***Post written by Bob Bayuk, Northwest Representative for WSPA***
An incredibly important ‘skill’ required for success in the 21st Century world of work is resilience. The traditionally-viewed values and merits of the first three “Rs,” ‘readin’, ‘ritin’ and ‘rithmetic’ remain critical, of course. But other “Rs” are needed nowadays for success in the workplace as well. Resilience is one of those other “Rs.” While resilience is talked about and read about in our work, let’s look at two of the factors that make up resilience: emotional awareness and emotional regulation, what we call protective factors
Building resilience includes strengthening emotion awareness and regulation. First, being able to identify, label, and express emotions and control emotions when it is appropriate to do so. Impulse control—the ability to identify impulses and resist impulses that are counterproductive for the situation at hand or for achieving long-term goals; cognitive flexibility—being able to identify multiple causes of problems and to see situations from multiple perspectives; realistic optimism—thinking optimistically within the bounds of reality; self-efficacy being confident in one’s ability to identify and implement coping and problem solving skills that are well-suited to the situation; and strong relationships—being able to empathize with others and having abilities to navigate the ups and downs of relationships.
The ABC intervention model says that different people feel and respond differently to the same event because of idiosyncratic beliefs about those events. A stands for activating event. The As are not the direct cause of the consequences (Cs, emotions and behaviors) that we experience. Rather, it is our thoughts and beliefs about the event (our Bs) that mediate the effects of events on our behavior and feelings. We teach kids how to identify the link between their thoughts and feelings/behaviors, and in this process they come to understand that their belief systems may not be wholly accurate. Practicing ABC is particularly important for kids who are struggling with anxiety and depression issues because it serves as the first step toward changing the beliefs that are fueling their ‘bad’ emotional reactions.
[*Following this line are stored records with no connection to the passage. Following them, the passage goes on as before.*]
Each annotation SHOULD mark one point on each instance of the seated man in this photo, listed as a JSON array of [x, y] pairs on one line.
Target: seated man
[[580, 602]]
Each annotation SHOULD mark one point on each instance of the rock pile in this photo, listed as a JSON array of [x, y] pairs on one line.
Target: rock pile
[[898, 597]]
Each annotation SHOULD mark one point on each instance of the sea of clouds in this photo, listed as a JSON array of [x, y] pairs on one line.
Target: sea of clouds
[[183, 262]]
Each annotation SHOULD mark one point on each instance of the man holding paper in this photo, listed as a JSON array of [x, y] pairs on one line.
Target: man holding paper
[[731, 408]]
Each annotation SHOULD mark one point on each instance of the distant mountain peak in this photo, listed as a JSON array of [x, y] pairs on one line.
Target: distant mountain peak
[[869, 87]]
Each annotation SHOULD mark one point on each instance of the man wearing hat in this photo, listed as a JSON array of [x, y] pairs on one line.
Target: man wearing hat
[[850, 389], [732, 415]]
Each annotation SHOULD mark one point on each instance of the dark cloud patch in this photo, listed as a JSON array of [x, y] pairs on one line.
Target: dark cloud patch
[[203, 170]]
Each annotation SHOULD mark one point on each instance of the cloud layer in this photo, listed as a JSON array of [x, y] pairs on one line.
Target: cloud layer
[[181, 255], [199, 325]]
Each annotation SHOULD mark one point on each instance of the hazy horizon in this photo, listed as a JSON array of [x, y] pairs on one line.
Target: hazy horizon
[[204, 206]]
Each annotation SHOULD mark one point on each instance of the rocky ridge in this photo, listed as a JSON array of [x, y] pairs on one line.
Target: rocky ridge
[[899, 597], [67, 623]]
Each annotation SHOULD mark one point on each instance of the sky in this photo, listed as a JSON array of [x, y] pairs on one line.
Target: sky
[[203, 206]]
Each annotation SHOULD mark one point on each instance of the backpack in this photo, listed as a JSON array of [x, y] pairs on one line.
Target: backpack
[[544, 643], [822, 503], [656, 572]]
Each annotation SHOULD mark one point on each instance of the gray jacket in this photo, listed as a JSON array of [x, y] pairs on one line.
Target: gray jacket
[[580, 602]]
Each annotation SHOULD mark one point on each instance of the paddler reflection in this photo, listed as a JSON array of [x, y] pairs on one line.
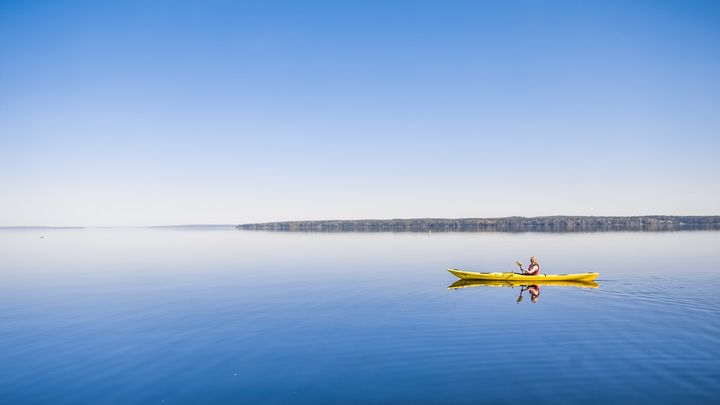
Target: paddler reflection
[[533, 290]]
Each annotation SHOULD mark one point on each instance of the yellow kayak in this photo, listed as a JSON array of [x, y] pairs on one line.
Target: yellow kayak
[[509, 276], [517, 283]]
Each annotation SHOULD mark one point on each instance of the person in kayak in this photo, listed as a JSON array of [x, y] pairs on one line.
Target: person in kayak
[[533, 269]]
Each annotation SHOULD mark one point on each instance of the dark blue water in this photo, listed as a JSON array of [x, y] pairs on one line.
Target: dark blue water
[[176, 316]]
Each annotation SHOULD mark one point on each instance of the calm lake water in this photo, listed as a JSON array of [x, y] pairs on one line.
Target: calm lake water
[[202, 316]]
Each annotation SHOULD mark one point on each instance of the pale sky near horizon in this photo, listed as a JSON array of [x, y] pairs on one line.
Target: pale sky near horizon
[[176, 112]]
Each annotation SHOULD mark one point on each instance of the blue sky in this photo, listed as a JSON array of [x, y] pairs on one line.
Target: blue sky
[[167, 112]]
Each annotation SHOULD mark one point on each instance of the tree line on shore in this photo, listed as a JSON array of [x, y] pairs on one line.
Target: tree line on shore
[[505, 224]]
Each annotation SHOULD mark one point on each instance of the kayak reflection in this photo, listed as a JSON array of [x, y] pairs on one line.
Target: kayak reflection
[[533, 290]]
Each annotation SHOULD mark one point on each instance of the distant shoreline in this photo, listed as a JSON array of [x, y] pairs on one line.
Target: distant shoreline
[[503, 224]]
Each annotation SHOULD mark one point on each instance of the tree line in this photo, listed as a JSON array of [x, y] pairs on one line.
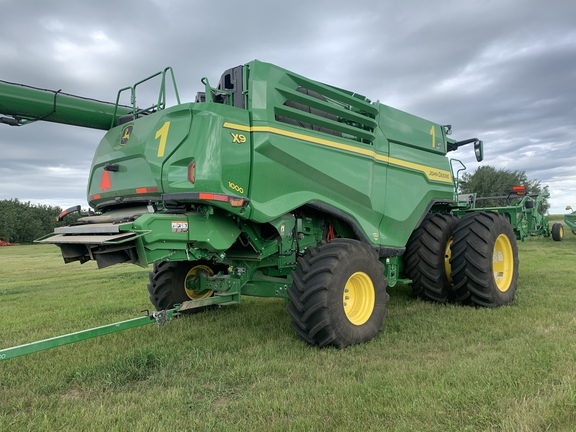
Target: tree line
[[23, 222]]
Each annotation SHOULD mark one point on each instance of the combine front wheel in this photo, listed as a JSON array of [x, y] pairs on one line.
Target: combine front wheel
[[338, 295], [168, 287], [428, 258], [485, 260]]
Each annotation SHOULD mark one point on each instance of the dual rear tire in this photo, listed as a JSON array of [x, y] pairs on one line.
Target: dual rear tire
[[473, 260]]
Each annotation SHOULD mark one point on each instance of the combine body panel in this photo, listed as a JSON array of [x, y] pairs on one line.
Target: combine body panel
[[272, 184]]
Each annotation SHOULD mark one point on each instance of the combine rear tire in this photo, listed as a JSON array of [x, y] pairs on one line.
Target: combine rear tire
[[557, 232], [485, 260], [338, 295], [167, 285], [428, 258]]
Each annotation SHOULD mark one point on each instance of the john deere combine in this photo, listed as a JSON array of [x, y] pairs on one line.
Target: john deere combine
[[271, 184]]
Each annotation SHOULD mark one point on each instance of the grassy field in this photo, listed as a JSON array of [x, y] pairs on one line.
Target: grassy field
[[433, 368]]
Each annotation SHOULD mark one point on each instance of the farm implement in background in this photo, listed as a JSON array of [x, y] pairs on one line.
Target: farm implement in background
[[524, 211]]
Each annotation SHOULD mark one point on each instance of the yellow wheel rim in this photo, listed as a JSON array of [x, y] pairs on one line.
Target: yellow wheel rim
[[447, 256], [359, 298], [503, 263], [193, 294]]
An ABC model helps to build emotional awareness and regulation. Through the use of this skill, kids practice identifying their emotional reactions, differentiating among emotions, and assessing the intensity of the emotion they feel. In addition, we believe this skill helps promote stronger relationships by enhancing empathy. Kids learn how to anticipate, identify, and label the emotions that others may experience in a variety of common hardships and troubles we all face.
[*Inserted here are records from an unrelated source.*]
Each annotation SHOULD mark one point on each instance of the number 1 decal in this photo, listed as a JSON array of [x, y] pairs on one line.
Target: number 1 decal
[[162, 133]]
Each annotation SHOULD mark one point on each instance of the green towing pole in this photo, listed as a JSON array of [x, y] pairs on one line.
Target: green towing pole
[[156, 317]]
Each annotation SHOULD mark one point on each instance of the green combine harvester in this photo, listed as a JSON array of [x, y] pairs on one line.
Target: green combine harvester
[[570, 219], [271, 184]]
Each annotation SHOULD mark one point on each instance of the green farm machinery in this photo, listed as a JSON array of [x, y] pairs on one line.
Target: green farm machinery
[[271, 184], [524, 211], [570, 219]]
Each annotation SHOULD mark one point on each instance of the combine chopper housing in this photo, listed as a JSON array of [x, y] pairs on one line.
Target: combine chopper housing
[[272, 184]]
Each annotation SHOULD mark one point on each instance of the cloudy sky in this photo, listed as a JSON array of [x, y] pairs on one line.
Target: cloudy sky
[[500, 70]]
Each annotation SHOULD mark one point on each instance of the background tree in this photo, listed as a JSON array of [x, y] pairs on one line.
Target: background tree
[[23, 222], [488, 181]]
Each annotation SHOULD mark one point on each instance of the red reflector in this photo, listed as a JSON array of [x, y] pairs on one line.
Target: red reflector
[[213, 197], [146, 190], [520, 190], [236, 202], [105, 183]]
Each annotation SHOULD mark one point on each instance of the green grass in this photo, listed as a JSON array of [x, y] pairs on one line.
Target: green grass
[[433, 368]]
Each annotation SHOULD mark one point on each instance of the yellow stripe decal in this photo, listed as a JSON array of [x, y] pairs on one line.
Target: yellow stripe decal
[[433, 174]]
The ABC skill represents a glimpse into one’s thoughts or beliefs during a particular activating event. Although this is useful, it is also important for the kids to begin to notice patterns in how they think about the events in their lives. It has been well documented that our automatic thoughts are influenced by the styles (or schemas) we have for processing information which, to some degree, predetermine our responses to any given event. Our goal is to help the kids detect patterns in their thinking and emotions that may be counterproductive for them. As one seventh-grade boy said to me, “I never really thought about how much of the time I feel embarrassed. I guess I kind of thought all kids feel embarrassed all the time. Now I’m starting to see that maybe I don’t have to feel this way so much; that maybe I’m worrying too much about what other kids are thinking of me—when they probably aren’t even thinking about me!”